Partners Group capped withdrawals from its $8.6bn Global Value fund after Q2 redemptions exceeded a 5% threshold, knocking its shares about 16% and weighing on peers.

Partners Group capped withdrawals from its $8.6 billion Global Value SICAV after total net redemption requests in the second quarter exceeded the fund’s 5% of net asset value limit, automatically triggering withdrawal restrictions. The action pushed Partners Group shares down about 16% in Zurich and weighed on listed alternative asset managers in the United States and Europe. In U.S. trading, Blackstone fell about 4.5%, KKR dropped roughly 4.2%, Ares Management declined about 4.3% and Blue Owl fell about 2.9%. In Europe, EQT slid 6.5%, CVC Capital Partners fell 7.5% and Bridgepoint declined about 9.8%.
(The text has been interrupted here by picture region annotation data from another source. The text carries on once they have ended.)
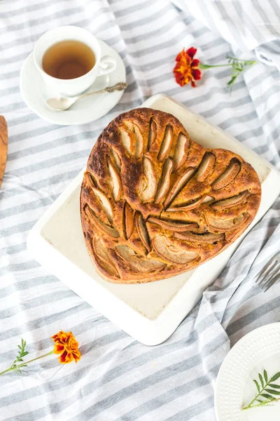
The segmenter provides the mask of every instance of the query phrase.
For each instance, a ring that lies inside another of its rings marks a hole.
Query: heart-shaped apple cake
[[[197,145],[169,114],[132,109],[103,131],[88,161],[80,194],[88,250],[110,282],[173,276],[236,240],[260,196],[241,156]]]

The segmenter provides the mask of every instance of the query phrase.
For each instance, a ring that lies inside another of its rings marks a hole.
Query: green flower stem
[[[37,356],[36,358],[34,358],[33,359],[29,360],[29,361],[23,362],[22,364],[19,364],[18,366],[14,366],[13,364],[12,364],[11,366],[10,366],[10,367],[8,368],[7,368],[6,370],[4,370],[4,371],[2,371],[1,373],[0,373],[0,375],[2,375],[2,374],[5,374],[6,373],[8,373],[9,371],[14,371],[15,370],[18,370],[21,367],[25,367],[29,363],[36,361],[38,359],[41,359],[41,358],[44,358],[45,356],[48,356],[48,355],[51,355],[52,354],[53,354],[53,351],[50,351],[50,352],[48,352],[47,354],[44,354],[43,355],[41,355],[41,356]]]
[[[263,389],[262,389],[263,392]],[[259,395],[258,395],[259,396]],[[256,398],[257,396],[255,396]],[[265,405],[267,405],[268,403],[272,403],[273,402],[276,402],[277,401],[280,401],[280,398],[277,398],[275,399],[274,399],[273,401],[264,401],[263,402],[260,402],[259,403],[257,403],[256,405],[252,405],[253,402],[255,401],[255,399],[253,399],[253,401],[247,406],[245,406],[245,408],[242,408],[242,410],[245,410],[246,409],[251,409],[251,408],[257,408],[258,406],[265,406]]]
[[[211,69],[211,67],[232,67],[232,65],[203,65],[202,63],[199,64],[200,69]]]

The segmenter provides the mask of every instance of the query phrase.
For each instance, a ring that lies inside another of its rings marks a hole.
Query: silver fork
[[[255,282],[265,293],[278,281],[280,281],[280,252],[268,261]]]

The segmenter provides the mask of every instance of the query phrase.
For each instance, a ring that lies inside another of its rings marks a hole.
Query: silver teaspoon
[[[50,98],[47,100],[47,104],[52,109],[55,109],[56,111],[64,111],[65,109],[70,108],[70,107],[72,107],[75,102],[81,98],[90,96],[91,95],[115,92],[115,91],[123,91],[127,86],[127,83],[119,82],[113,86],[107,86],[107,88],[104,88],[104,89],[101,89],[96,92],[90,92],[89,93],[83,93],[76,97],[57,97],[56,98]]]

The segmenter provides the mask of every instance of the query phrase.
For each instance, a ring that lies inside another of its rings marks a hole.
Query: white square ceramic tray
[[[169,97],[155,95],[143,106],[172,113],[193,140],[206,147],[230,149],[254,167],[262,182],[262,196],[251,228],[279,194],[280,177],[275,168]],[[221,254],[186,274],[149,283],[110,283],[95,272],[85,248],[79,208],[83,175],[83,171],[32,228],[28,250],[42,266],[129,335],[148,345],[160,344],[173,333],[216,279],[247,232]]]

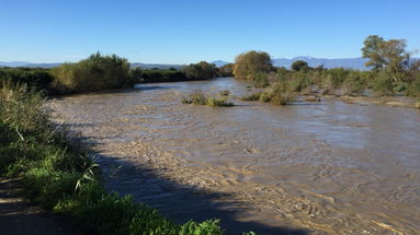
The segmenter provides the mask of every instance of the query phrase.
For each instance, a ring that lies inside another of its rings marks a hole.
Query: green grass
[[[95,161],[49,121],[42,104],[24,85],[0,89],[0,169],[23,178],[29,200],[71,218],[87,234],[224,234],[218,220],[177,224],[130,196],[106,192]]]
[[[188,97],[181,98],[182,104],[193,104],[193,105],[207,105],[212,107],[231,107],[235,106],[234,103],[228,102],[226,98],[222,97],[212,97],[203,94],[202,91],[195,91],[191,93]]]
[[[252,101],[259,101],[261,96],[261,92],[256,92],[250,95],[242,96],[240,99],[245,102],[252,102]]]

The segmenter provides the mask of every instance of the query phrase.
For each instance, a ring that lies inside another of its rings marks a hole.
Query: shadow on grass
[[[270,226],[247,220],[247,205],[243,202],[226,202],[217,200],[228,198],[226,193],[203,192],[202,190],[180,185],[158,176],[155,171],[147,169],[135,163],[98,154],[98,162],[107,175],[107,190],[120,195],[132,195],[135,201],[158,209],[169,219],[184,223],[189,220],[197,222],[208,219],[220,219],[222,227],[228,235],[239,235],[253,231],[258,235],[306,235],[306,230]],[[110,177],[111,172],[121,166],[118,173]],[[240,220],[242,219],[242,220]]]
[[[0,178],[0,234],[81,234],[65,218],[44,212],[20,198],[18,179]]]

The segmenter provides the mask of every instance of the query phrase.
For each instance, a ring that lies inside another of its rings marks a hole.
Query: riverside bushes
[[[129,196],[107,193],[94,160],[48,120],[42,103],[25,85],[0,89],[0,172],[21,176],[30,200],[72,218],[88,234],[224,234],[218,220],[175,224]]]
[[[0,87],[4,82],[26,83],[38,91],[46,91],[54,80],[49,69],[0,68]]]
[[[52,70],[52,89],[60,93],[94,92],[133,85],[126,59],[100,52],[77,63],[64,63]]]

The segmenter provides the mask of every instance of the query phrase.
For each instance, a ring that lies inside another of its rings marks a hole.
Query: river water
[[[184,105],[229,90],[235,107]],[[110,190],[228,234],[420,234],[420,111],[336,99],[241,102],[247,83],[139,84],[52,99]]]

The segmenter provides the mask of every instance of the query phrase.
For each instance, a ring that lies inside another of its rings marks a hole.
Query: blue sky
[[[0,0],[0,61],[132,62],[360,57],[367,35],[420,49],[419,0]]]

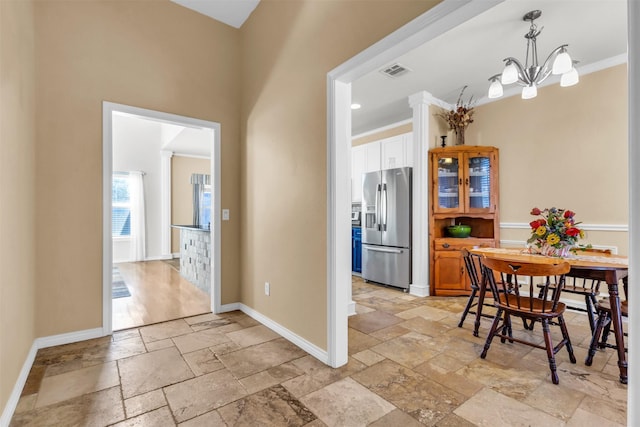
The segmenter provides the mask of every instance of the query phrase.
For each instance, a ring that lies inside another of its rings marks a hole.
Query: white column
[[[420,91],[409,96],[413,109],[413,234],[410,293],[429,295],[429,105],[436,99]]]
[[[627,2],[627,51],[629,82],[629,286],[634,288],[629,297],[629,325],[638,325],[640,319],[640,298],[638,295],[638,272],[640,272],[640,2]],[[634,329],[635,330],[635,329]],[[629,334],[629,382],[628,402],[637,402],[640,398],[640,338],[638,334]],[[627,425],[640,424],[640,408],[628,405]]]
[[[160,151],[160,253],[172,258],[171,253],[171,158],[173,152]]]

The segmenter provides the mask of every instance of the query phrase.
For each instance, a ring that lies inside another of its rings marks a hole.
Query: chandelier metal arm
[[[569,45],[563,44],[562,46],[558,46],[549,54],[547,59],[544,61],[542,68],[540,69],[538,83],[542,83],[547,77],[549,77],[549,74],[551,74],[551,71],[553,70],[553,61],[556,59],[558,54],[567,46]]]
[[[518,70],[518,81],[516,82],[516,84],[519,84],[520,86],[529,86],[529,84],[531,84],[529,76],[527,75],[527,72],[525,71],[525,68],[522,66],[520,61],[518,61],[513,56],[506,57],[505,59],[503,59],[503,61],[505,62],[505,65],[511,62],[516,66],[516,69]]]
[[[542,28],[538,29],[534,21],[541,15],[542,11],[532,10],[522,17],[524,21],[530,22],[529,32],[524,35],[524,38],[527,39],[527,55],[524,65],[512,56],[503,59],[505,65],[502,73],[496,74],[489,79],[491,82],[489,98],[501,97],[503,94],[502,85],[512,83],[523,86],[523,99],[535,98],[537,86],[551,74],[562,75],[560,85],[563,87],[573,86],[578,82],[578,72],[572,66],[577,61],[571,59],[567,53],[568,44],[555,48],[542,66],[539,65],[537,38],[542,32]],[[500,76],[500,79],[498,79],[498,76]]]

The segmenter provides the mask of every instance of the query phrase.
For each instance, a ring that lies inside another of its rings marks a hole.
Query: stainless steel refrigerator
[[[411,284],[411,168],[362,176],[362,278]]]

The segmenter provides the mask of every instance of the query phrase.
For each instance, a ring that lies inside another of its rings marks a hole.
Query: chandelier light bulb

The Global Value vehicle holds a mix of private equity and other private market assets. A March filing showed four of its 10 largest direct holdings are technology companies. The firm attributed the cap to elevated investor redemptions rather than any operational issue with the fund.

Partners Group reported the fund’s liquidity remained within its targeted range, supported by ongoing distributions and access to an undrawn credit facility. The firm added that both the Global Value Fund and its underlying vehicle remain open to new investments.

Chief Executive David Layton said, “This feature of capping redemption requests at 5% of the fund is a key attribute of this fund. It’s known that in an environment where investors get a little bit more skittish, like today, you won’t see huge amounts of outflows.”

KKR faced additional pressure from concerns tied to its credit operations. Fitch maintained a negative outlook on FS KKR Capital Corp., citing ongoing asset quality issues. Legal developments and class-action reminders alleging overvaluation within certain managed funds have drawn attention to portfolio valuations. Analysts have lowered earnings expectations for KKR, and the firm’s recent $900 million debt sale priced at a 7.5% coupon highlighted higher funding costs.

Partners Group noted that volatility which first emerged in private credit has increasingly affected private equity. The company highlighted that limited transparency around holdings in many private credit and private equity funds has complicated efforts to assess underlying portfolio quality.